An enhanced Fracture Risk Evaluation Model (FREM) using national health data on morbidity and medications.
Sören Möller, Marlene Rietz, Frederik Lykke Petersen, Jan Christian Brønd, Michael Kriegbaum Skjødt, Jens Søndergaard, Bo Abrahamsen, Katrine Hass Rubin
Abstract
Open AccessOsteoporosis is a major health concern in older individuals. Efficient case-finding is essential for timely risk assessment and treatment for high-risk patients. To prevent fractures and reduce the risk of subsequent disability, approaches offering clinically sufficient sensitivity with acceptable specificity are warranted. Although pharmaceutical osteoporosis treatment is effective, it is often diagnosed at a late stage, for instance, following a fracture. The aim of this study was to extend the existing Fracture Risk Evaluation Model (FREM), which identifies individuals at risk of an imminent (1-yr) major osteoporotic fracture (MOF) based on administrative health data. This extension (FREMVer2) included data on morbidity and medications and evaluated age-specific risk cut-offs to enhance the risk assessment of MOF and hip fracture (HF) risk, respectively.

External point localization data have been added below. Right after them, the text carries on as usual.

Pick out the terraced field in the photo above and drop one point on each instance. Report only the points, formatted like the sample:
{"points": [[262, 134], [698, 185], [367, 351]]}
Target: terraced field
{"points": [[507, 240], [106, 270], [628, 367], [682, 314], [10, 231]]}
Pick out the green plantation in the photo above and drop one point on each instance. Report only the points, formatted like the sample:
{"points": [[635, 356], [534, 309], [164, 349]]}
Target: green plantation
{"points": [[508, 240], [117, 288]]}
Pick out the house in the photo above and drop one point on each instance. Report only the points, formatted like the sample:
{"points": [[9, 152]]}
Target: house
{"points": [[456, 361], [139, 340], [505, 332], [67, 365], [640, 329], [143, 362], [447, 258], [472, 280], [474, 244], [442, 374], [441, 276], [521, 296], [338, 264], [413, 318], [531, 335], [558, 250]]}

We included the entire population of Denmark aged ≥45 yr at baseline (2022; N = 2 493 180), not previously diagnosed with osteoporosis or receiving osteoporosis treatment. The cohort was divided into 4 groups stratified by sex and age (<65 yr, ≥65 yr). Each of the 4 groups was randomly split into a 60% development, a 20% model validation, and a 20% cut-off validation cohort. All diagnoses from Danish hospitals and filled prescriptions from Danish pharmacies from 2007 to 2021 were used as possible predictors for MOF. These predictors correspond to information that in Denmark is automatically transferred to general practitioner's electronic health records; hence, prediction would be possible in general practice. Models were constructed by logistic regression with LASSO regularization, determining the preferred regularization hyper parameter by cross-validation and forcing categorical age to be included. Across subgroups, the models obtained poor to acceptable area under the curves (AUCs) of 0.656-0.714 for MOF, and acceptable AUCs of 0.728-0.764 for HFs. Additionally, the models achieved sensitivities of around 80% or higher in almost all subgroups. This performance, together with the available predictors, makes FREMver2 a feasible decision support system as a step toward an opportunistic screening program in health care settings with access to administrative data.